Speculations are being made that the above video is nothing more than a common mylar balloon. However, examination of such balloons will reveal that they are nothing alike, save for being circular in shape.
Click here to see video of a typical commercial 'ufo' style advertising balloon in motion. One can see there's very little in common with what Mark captured swooping through the skies on August 11. (you'll find the video on this page on the far right column, #9 down from top, labeled 'The Ultimate Advertising Tool')
Well, your examples and graphics and logic are all admirable, but I still have to challenge you on this, Peter! First, you've misunderstood one element of my graphic, which is the 'commercial' mylar balloon on the left (I gave a URL for an example of these, but I guess it was still a bit confusing)... they are rather large (anywhere from 4 feet to 12 feet in diameter) and have some kind of small fan/motor device as a gondola attached to the bottom, which is also part of the balast to keep it level. The "string" element would apply only to a mylar party balloon -- I wanted to clarify that.

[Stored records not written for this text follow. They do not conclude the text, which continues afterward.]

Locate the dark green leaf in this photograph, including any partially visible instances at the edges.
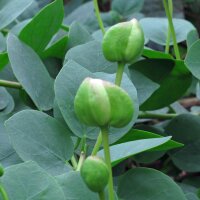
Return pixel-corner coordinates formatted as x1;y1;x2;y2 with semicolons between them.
128;69;159;105
19;0;64;54
143;48;173;59
0;53;9;71
130;59;192;110
115;129;183;150
42;36;68;59
0;33;6;52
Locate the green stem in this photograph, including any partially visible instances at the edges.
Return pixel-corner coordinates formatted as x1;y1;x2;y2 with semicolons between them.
115;62;125;86
91;132;102;156
80;136;87;152
91;62;125;156
139;112;177;120
163;0;181;60
0;79;22;89
101;127;114;200
60;24;69;32
98;190;105;200
165;0;173;53
76;152;85;171
93;0;105;35
71;155;78;170
0;185;9;200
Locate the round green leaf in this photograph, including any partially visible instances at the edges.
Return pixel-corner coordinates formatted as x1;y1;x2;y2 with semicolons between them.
1;161;65;200
56;172;99;200
185;39;200;80
5;110;73;175
140;18;195;45
117;168;187;200
111;0;144;17
165;114;200;172
64;41;117;73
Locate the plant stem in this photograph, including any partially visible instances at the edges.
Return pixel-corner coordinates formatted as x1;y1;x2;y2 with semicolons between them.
98;190;105;200
165;0;173;53
76;152;85;171
91;132;102;156
71;155;78;170
163;0;181;60
93;0;105;35
0;79;22;89
0;185;9;200
115;62;125;86
60;24;69;32
101;127;114;200
91;62;125;156
139;112;177;120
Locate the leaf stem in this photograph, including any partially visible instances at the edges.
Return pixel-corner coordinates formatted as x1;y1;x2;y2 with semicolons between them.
76;152;85;171
163;0;180;60
101;127;114;200
115;62;125;86
60;24;69;32
91;132;102;156
91;62;125;156
0;79;22;89
0;185;9;200
165;0;173;53
139;112;177;120
98;190;105;200
71;155;78;170
93;0;105;35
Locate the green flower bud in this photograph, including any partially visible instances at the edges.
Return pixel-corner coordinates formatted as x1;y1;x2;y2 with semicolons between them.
81;156;109;193
0;164;4;177
102;18;144;63
74;78;134;128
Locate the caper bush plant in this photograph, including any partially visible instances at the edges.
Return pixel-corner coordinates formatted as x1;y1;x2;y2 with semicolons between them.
0;0;200;199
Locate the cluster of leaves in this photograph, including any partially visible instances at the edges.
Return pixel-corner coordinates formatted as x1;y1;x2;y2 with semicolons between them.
0;0;200;199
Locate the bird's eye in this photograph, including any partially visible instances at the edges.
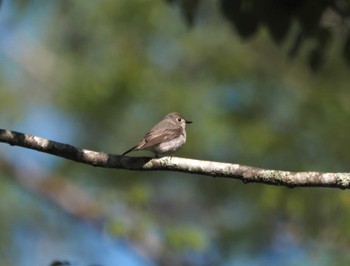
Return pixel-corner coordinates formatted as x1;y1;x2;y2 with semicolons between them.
177;118;182;122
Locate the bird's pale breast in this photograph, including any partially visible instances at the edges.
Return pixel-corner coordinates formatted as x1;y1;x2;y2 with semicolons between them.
152;134;186;154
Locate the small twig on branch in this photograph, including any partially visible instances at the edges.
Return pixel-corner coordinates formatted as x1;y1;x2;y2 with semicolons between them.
1;128;350;189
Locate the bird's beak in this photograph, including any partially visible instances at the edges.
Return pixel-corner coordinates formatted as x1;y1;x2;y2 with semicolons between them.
185;120;192;124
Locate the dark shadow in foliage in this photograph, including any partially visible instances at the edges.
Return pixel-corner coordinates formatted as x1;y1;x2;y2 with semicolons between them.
344;33;350;65
167;0;201;26
50;261;71;266
167;0;350;70
221;0;260;38
50;261;103;266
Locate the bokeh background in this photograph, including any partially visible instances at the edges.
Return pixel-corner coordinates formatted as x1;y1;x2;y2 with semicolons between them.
1;0;350;265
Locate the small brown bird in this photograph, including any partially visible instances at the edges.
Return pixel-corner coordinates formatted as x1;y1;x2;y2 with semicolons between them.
122;112;192;157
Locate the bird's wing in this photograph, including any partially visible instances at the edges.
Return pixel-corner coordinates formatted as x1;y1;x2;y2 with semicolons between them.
137;127;182;150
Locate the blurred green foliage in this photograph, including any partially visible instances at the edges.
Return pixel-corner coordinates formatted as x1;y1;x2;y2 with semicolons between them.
1;0;350;265
173;0;350;71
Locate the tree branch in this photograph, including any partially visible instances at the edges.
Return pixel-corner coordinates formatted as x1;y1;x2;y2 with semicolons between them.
1;128;349;189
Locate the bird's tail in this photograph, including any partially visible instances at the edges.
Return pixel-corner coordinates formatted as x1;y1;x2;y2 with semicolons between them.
122;145;137;156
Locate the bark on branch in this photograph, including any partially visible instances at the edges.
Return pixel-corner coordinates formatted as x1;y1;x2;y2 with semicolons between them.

I was not illustrating a "party" balloon. And therein lies the rub! The videotape we have received to date of such silver ships cannot be mylar 'party' balloons as they would need to be extremely large to appear as they do on the tapes; 20 feet or more. The typical party style mylar balloon is usually no larger than about 3 feet in diameter. I've seen dozens of detatched mylar party balloons floating in the sky, large and small. They don't resemble these videos in the slightest. The size difference is one aspect. Another is, an underinflated mylar party balloon -- much less a large commercial balloon -- is not going to have the kind of altitude these discs show on tape. These are clearly very large and too high up to be small party balloons, even when zoomed in. You are also at hand dismissing the eyewitness account. I see no reason to do that unless you know something we don't about this person and their claims. Also, I have yet to ever see a mylar party balloon maintain, even for a short distance, level, horizonal status. They always tip up on edge and usually stay that way, short of a few strong gusts that might make them tumble end over end. That's just plain ole' fashioned helium physics. Additionally, a mylar balloon so deflated would tend to bend and buckle on itself.
What we're seeing in these videos are silver discs that are remaining horizontal, that turn and pitch and right themselves again. Release a few underinflated mylar party balloons and see what you get. They drift off turned on edge, just as they are designed to do (usually because there is a message printed on them) and even if carried aloft to a reasonable altitude (which usually won't happen), they will stay that way, looking like... well... an escaped mylar party balloon.